When it was New Wave, between '78 and '81, music went through an incredible explosion of talent and genres and styles. After that, however, the quality dropped off drastically, I found music from '83 to '88 very very dull.

And I'd say the Police as well, followed by Sting's first solo albums and maybe a Best Of.

TV: if someone's mentioned Cheers, I'm mentioning Frasier. It rose a long way above its sitcom roots and became a sublime exploration of characters. Someone else said West Wing, agree very much.

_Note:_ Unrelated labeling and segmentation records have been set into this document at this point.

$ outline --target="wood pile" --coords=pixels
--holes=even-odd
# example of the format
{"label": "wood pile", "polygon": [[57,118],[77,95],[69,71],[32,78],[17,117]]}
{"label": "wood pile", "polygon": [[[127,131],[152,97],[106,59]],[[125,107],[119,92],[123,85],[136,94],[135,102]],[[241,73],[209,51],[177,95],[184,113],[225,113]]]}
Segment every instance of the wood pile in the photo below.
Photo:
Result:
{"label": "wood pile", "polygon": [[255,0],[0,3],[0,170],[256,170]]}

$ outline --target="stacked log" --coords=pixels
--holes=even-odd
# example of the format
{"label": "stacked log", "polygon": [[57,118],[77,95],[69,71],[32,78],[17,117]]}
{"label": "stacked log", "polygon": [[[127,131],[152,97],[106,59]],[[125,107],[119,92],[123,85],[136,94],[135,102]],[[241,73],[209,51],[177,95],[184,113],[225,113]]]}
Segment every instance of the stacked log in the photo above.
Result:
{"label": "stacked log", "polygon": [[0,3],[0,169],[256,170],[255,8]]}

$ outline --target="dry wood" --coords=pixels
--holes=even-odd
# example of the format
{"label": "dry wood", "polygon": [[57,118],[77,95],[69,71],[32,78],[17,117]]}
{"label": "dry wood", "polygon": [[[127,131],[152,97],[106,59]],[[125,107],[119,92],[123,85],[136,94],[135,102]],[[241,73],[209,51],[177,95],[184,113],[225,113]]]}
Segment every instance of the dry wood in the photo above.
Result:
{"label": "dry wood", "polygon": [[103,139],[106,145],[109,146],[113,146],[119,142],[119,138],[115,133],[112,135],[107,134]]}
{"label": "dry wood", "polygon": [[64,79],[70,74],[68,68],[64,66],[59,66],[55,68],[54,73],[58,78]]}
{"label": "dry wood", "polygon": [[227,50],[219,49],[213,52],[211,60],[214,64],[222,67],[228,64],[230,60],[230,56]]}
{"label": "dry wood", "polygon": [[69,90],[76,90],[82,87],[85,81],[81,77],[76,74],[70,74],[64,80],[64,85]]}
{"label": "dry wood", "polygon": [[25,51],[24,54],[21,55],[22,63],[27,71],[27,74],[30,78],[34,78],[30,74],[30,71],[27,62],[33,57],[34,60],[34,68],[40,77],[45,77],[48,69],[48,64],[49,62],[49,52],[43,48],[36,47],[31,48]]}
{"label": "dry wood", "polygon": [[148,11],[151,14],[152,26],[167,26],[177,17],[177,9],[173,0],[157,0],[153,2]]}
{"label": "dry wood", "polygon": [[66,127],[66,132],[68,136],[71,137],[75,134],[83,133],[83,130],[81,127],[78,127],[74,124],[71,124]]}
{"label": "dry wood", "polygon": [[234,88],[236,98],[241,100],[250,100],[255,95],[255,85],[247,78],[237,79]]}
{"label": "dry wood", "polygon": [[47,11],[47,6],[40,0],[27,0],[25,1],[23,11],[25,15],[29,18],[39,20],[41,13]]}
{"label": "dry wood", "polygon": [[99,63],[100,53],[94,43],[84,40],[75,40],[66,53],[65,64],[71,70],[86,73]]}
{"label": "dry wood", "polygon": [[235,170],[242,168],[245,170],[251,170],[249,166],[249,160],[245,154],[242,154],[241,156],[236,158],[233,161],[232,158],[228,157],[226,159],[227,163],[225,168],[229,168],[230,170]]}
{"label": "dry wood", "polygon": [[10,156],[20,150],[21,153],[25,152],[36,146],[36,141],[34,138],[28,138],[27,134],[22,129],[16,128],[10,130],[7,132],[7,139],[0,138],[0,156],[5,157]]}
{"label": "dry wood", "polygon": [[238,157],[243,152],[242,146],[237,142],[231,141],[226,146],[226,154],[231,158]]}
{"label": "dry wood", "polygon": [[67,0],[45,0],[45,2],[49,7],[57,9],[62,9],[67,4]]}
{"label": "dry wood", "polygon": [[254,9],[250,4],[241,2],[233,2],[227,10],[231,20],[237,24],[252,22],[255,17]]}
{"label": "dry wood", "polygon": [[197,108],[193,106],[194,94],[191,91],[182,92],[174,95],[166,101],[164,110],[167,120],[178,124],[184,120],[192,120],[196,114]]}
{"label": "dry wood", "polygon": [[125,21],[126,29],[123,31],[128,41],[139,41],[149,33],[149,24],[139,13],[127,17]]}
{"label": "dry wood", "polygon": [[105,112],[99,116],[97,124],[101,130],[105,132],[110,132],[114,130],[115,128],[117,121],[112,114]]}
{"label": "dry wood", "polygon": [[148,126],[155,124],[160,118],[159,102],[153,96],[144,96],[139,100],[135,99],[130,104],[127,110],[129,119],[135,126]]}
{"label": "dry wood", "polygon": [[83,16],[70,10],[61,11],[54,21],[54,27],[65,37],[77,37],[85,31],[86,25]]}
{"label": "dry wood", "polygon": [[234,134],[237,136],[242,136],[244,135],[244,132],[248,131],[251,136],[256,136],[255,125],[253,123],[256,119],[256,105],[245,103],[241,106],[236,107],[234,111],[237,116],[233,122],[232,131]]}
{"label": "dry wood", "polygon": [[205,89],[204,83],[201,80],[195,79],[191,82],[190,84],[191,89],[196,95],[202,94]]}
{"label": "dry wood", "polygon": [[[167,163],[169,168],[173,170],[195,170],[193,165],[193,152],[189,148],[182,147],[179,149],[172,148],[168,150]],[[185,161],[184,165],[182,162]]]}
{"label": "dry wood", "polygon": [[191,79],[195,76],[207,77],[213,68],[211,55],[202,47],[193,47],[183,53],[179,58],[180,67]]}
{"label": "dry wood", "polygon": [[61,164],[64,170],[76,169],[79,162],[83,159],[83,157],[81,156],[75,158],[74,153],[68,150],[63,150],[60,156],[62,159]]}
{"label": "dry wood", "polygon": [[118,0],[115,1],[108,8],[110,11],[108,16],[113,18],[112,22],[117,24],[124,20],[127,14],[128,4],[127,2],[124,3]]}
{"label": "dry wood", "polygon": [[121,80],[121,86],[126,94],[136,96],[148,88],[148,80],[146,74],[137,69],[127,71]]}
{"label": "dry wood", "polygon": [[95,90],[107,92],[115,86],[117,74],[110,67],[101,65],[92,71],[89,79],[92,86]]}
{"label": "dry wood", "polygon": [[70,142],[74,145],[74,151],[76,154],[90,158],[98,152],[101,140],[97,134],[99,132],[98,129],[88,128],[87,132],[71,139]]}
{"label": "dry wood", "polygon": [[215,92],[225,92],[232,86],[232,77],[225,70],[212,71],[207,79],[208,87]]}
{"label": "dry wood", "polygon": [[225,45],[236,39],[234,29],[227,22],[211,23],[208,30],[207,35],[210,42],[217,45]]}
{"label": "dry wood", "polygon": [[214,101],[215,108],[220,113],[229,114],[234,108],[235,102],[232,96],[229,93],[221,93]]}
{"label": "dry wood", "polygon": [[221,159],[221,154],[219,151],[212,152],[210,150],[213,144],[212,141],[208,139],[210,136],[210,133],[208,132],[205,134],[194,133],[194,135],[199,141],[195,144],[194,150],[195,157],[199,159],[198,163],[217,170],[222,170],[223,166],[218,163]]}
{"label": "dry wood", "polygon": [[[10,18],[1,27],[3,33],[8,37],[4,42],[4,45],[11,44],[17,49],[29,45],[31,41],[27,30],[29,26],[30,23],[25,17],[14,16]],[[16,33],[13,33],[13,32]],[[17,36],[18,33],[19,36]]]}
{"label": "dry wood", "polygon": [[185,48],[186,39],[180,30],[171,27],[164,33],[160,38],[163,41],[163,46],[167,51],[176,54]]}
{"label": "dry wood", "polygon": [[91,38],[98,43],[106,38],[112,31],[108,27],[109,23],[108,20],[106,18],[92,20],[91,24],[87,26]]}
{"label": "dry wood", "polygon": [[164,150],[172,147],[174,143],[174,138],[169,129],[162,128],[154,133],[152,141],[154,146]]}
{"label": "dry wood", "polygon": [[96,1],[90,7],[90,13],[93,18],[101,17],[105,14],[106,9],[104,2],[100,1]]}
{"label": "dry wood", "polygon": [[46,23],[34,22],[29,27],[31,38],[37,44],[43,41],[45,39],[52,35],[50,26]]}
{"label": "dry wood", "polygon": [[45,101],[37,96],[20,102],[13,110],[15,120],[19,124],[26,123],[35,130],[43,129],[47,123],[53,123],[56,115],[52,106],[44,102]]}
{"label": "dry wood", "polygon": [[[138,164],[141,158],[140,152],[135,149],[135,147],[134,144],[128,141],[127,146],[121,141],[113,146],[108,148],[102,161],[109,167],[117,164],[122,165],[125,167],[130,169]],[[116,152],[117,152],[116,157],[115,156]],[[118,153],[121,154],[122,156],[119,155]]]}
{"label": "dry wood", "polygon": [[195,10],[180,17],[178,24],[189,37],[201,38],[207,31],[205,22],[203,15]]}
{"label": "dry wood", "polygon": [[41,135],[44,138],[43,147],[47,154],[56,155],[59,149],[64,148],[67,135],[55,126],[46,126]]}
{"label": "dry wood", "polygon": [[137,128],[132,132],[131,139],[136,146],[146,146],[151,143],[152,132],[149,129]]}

Books: as I always say in these type of requests, and I can't stress it enough, read the Discworld novels by Terry Pratchett. Funny, deep and damn good stories. Like any good SFF series, it comments on our society from a different angle.
Try Mort (Death takes on an apprentice), Wyrd Sisters (a retelling of 'the Scottish play') or Guards! Guards! (Hill Street Blues in magical mediaeval world). One of the best things in literature. Yes, I went there. :D

Aside from that, hmmm, reluctant to suggest much else, as my book tastes are fairly eclectic. Maybe Michael Moorcock, especially the Runestaff tetralogy and the Elric series, though its timeline is a bit tangled. If you can get a hold of Howard Waldrop's books he's very good. And maybe Clive James's Unreliable Memoirs - Unreliable Memoirs, Falling Towards England, May Week Was In June, and North Face of Soho. A boy grow up in Australia, moves to England, and has adventures in the world of letters. Very funny in places. Oh, and of course, any of the Big 3's books (that's Arthur C Clarke, Isaac Asmov, and Robert Heinlein (especially The Moon Is A Harsh Mistress and Time Enough For Love, but not so much after 1980)). I'll also throw in Spider Robinson's Callahan's Bar sequence, thought the earlier ones are better than the later ones. And William Gibson's Sprawl Trilogy - Neromancer, Count Zero, Mona Lisa Overdrive - and his short stories collection, Burning Chrome. Very, very influential.

There's much more, I'll post when I think of them.